# Clustering: a training dataset of variable data dimensions

I have a dataset of n data, where each data is represented by a set of extracted features. Generally, the clustering algorithms need that all input data have the same dimensions (the same number of features), that is, the input data X is a n*d matrix of n data points each of which has d features. In my case, I've previously extracted some features from my data but the number of extracted features for each data is most likely to be different (I mean, I have a dataset X where data points have not the same number of features). Is there any way to adapt them, in order to cluster them using some common clustering algorithms requiring data to be of the same dimensions.

Thanks

## Answers

Sounds like the problem you have is that it's a 'sparse' data set. There are generally two options.

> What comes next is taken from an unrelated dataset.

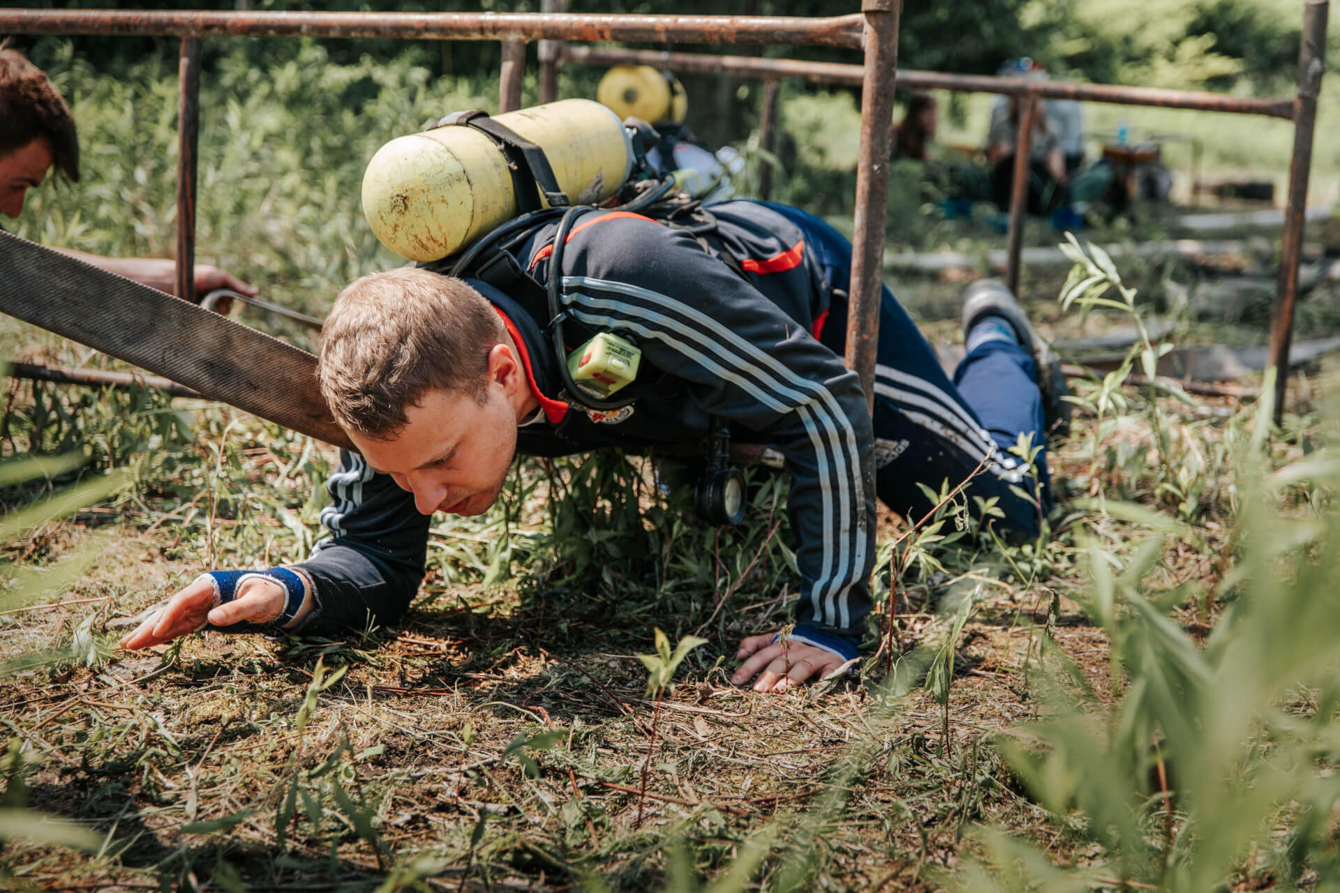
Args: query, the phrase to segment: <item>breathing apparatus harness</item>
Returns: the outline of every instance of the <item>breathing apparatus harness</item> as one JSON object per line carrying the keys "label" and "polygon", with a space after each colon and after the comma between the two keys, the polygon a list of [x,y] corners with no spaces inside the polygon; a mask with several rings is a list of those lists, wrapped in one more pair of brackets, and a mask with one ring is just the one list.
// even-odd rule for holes
{"label": "breathing apparatus harness", "polygon": [[[689,232],[704,244],[704,248],[708,246],[705,236],[716,229],[716,218],[701,208],[699,202],[686,201],[677,195],[674,178],[659,177],[646,161],[646,153],[659,142],[659,134],[654,127],[635,118],[624,122],[632,143],[634,167],[642,177],[630,179],[620,190],[619,195],[624,198],[622,205],[598,209],[591,205],[572,205],[568,195],[559,189],[544,150],[493,120],[488,114],[477,110],[457,112],[442,118],[437,126],[472,127],[497,143],[508,161],[521,214],[489,232],[460,256],[421,264],[421,266],[454,277],[469,276],[482,280],[520,299],[523,307],[536,319],[541,319],[541,313],[547,315],[548,323],[544,325],[544,331],[551,340],[555,356],[559,359],[556,366],[568,399],[594,412],[610,412],[630,406],[636,399],[635,394],[600,398],[574,379],[565,361],[568,349],[564,323],[570,317],[563,305],[561,276],[557,274],[557,270],[561,270],[564,248],[574,225],[584,214],[596,210],[606,213],[651,212],[661,222]],[[548,202],[548,208],[540,202],[541,194]],[[555,218],[559,222],[549,256],[551,274],[548,281],[541,285],[521,268],[513,250],[529,237],[536,226]],[[729,253],[718,252],[718,254],[732,270],[744,276],[744,270]],[[714,525],[736,525],[744,519],[744,475],[740,469],[730,465],[729,444],[729,426],[724,419],[712,416],[706,450],[708,462],[704,475],[694,489],[694,506],[705,521]]]}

Reduce the dimensionality of the input data set using multi-dimensional scaling techniques. For example Sparse SVD (e.g. Lanczos algorithm) or sparse PCA. Then apply traditional clustering on the dense lower dimensional outputs.

Directly apply a sparse clustering algorithm, such as sparse k-mean. Note you can probably find a PDF of this paper if you look hard enough online (try scholar.google.com).

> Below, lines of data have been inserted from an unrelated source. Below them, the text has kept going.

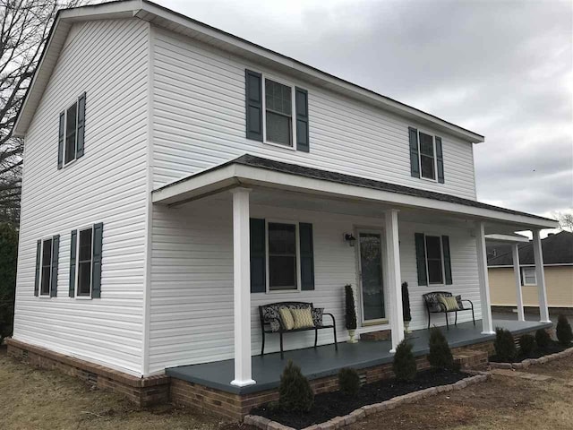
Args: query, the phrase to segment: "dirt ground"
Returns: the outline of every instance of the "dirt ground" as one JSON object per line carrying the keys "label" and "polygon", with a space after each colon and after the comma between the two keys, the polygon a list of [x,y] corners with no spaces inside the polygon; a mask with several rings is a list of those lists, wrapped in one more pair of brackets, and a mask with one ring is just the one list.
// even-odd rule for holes
{"label": "dirt ground", "polygon": [[[492,381],[386,411],[351,430],[485,430],[573,428],[573,357],[530,367],[552,376]],[[383,425],[381,424],[383,423]],[[141,410],[121,397],[90,390],[77,379],[15,362],[0,348],[0,429],[246,430],[189,410],[164,406]]]}

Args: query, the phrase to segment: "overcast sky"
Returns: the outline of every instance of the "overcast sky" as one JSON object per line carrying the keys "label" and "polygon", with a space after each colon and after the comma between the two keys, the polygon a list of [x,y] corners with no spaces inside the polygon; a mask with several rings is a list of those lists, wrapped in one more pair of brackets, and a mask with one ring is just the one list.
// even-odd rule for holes
{"label": "overcast sky", "polygon": [[571,1],[158,3],[484,134],[479,200],[573,211]]}

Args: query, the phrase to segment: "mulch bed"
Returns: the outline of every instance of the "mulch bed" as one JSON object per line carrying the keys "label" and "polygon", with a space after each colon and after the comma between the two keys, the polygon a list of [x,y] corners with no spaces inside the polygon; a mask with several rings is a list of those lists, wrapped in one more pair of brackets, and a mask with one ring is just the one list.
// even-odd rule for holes
{"label": "mulch bed", "polygon": [[411,383],[386,379],[367,383],[360,388],[356,396],[347,396],[341,391],[317,394],[314,396],[314,406],[308,413],[285,411],[278,404],[271,403],[252,409],[251,414],[265,417],[291,427],[304,428],[349,414],[363,406],[380,403],[418,390],[454,383],[466,377],[467,374],[459,372],[427,370],[418,373],[415,380]]}
{"label": "mulch bed", "polygon": [[[509,363],[521,363],[523,360],[526,360],[527,358],[540,358],[543,356],[549,356],[550,354],[555,354],[556,352],[564,351],[568,347],[564,347],[560,343],[552,340],[552,343],[549,345],[549,347],[543,349],[536,349],[527,355],[518,353],[517,357],[516,357]],[[508,363],[508,360],[501,359],[497,355],[490,357],[490,361],[493,363]]]}

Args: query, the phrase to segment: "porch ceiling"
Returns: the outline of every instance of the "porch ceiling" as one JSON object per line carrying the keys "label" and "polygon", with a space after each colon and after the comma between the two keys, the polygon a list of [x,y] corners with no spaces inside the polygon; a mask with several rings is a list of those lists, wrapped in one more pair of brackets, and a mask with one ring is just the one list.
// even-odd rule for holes
{"label": "porch ceiling", "polygon": [[467,227],[485,220],[488,234],[557,227],[552,219],[453,195],[248,154],[156,189],[152,200],[156,204],[180,205],[236,186],[257,188],[252,201],[255,203],[381,218],[384,210],[399,209],[404,220]]}

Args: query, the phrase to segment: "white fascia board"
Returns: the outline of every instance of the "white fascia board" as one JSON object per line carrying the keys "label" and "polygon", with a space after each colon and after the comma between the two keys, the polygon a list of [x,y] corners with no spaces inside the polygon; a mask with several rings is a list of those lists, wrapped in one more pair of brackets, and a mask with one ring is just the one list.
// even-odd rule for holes
{"label": "white fascia board", "polygon": [[425,197],[338,184],[240,164],[229,164],[215,170],[208,170],[195,176],[161,187],[153,192],[153,202],[172,205],[184,201],[199,199],[201,196],[215,194],[218,190],[222,191],[238,185],[282,189],[325,197],[341,197],[355,201],[380,202],[401,207],[440,211],[476,219],[485,219],[517,224],[516,229],[555,228],[558,225],[557,221],[550,219],[543,220],[491,209],[475,208]]}
{"label": "white fascia board", "polygon": [[488,245],[526,244],[529,242],[529,237],[516,235],[485,235],[485,241]]}

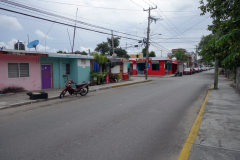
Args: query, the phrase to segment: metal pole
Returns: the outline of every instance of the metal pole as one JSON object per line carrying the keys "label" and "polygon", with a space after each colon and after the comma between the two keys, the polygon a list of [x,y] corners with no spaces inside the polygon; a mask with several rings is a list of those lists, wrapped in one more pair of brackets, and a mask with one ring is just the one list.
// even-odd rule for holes
{"label": "metal pole", "polygon": [[112,53],[113,55],[114,54],[113,31],[112,31],[112,48],[113,48],[113,53]]}
{"label": "metal pole", "polygon": [[[28,36],[28,34],[27,34],[27,36]],[[29,36],[28,36],[28,44],[29,44]],[[28,50],[30,51],[30,48]]]}
{"label": "metal pole", "polygon": [[214,89],[218,89],[218,59],[215,54],[215,65],[214,65]]}
{"label": "metal pole", "polygon": [[148,10],[148,29],[147,29],[147,45],[146,45],[146,64],[145,64],[145,69],[146,69],[146,73],[145,73],[145,79],[147,80],[147,75],[148,75],[148,54],[149,54],[149,33],[150,33],[150,7]]}
{"label": "metal pole", "polygon": [[[77,8],[77,12],[78,12],[78,8]],[[77,12],[76,12],[76,20],[77,20]],[[75,32],[76,32],[76,21],[75,21],[74,34],[73,34],[72,53],[73,53],[73,48],[74,48]]]}

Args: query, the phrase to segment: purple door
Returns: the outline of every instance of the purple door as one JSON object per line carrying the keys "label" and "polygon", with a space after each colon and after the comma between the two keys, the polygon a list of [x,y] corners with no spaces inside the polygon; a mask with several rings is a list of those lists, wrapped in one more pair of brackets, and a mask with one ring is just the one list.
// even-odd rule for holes
{"label": "purple door", "polygon": [[42,89],[52,88],[51,65],[42,64],[41,71],[42,71]]}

*[Updated after problem clarification]*

In the problem, a handwritten word is analyzed visually for connected components (lines). For each component, a fixed number of multi-dimensional features is extracted. We need to cluster the words, each of which may have one or more connected components.

**Suggested solution:**

Classify the connected components first, into 1000(*) unique component classifications. Then classify the words against the classified components they contain (a sparse problem described above).

*Note, the exact number of component classifications you choose doesn't really matter as long as it's high enough as the MDS analysis will reduce them to the essential 'orthogonal' classifications.

There are also clustering algorithms such as DBSCAN that in fact do not care about your data. All this algorithm needs is a *distance function*. So if you can specify a distance function for your features, then you can use DBSCAN (or OPTICS, which is an extension of DBSCAN, that doesn't need the epsilon parameter).

So the key question here is **how you want to compare your features**. This doesn't have much to do with clustering, and is highly domain dependant. If your features are e.g. word occurrences, *Cosine distance* is a good choice (using 0s for non-present features). But if you e.g. have a set of SIFT keypoints extracted from a picture, there is no obvious way to relate the different features with each other efficiently, as there is no order to the features (so one could compare the first keypoint with the first keypoint etc.) A possible approach here is to derive another - uniform - set of features. Typically, **bag of words** features are used for such a situation. For images, this is also known as **visual words**. Essentially, you first cluster the sub-features to obtain a limited vocabulary. Then you can assign each of the original objects a "text" composed of these "words" and use a distance function such as cosine distance on them.

I see two options here:

- Restrict yourself to those features for which all your data-points have a value.
- See if you can generate sensible default values for missing features.

However, if possible, you should probably resample all your data-points, so that they all have values for all features.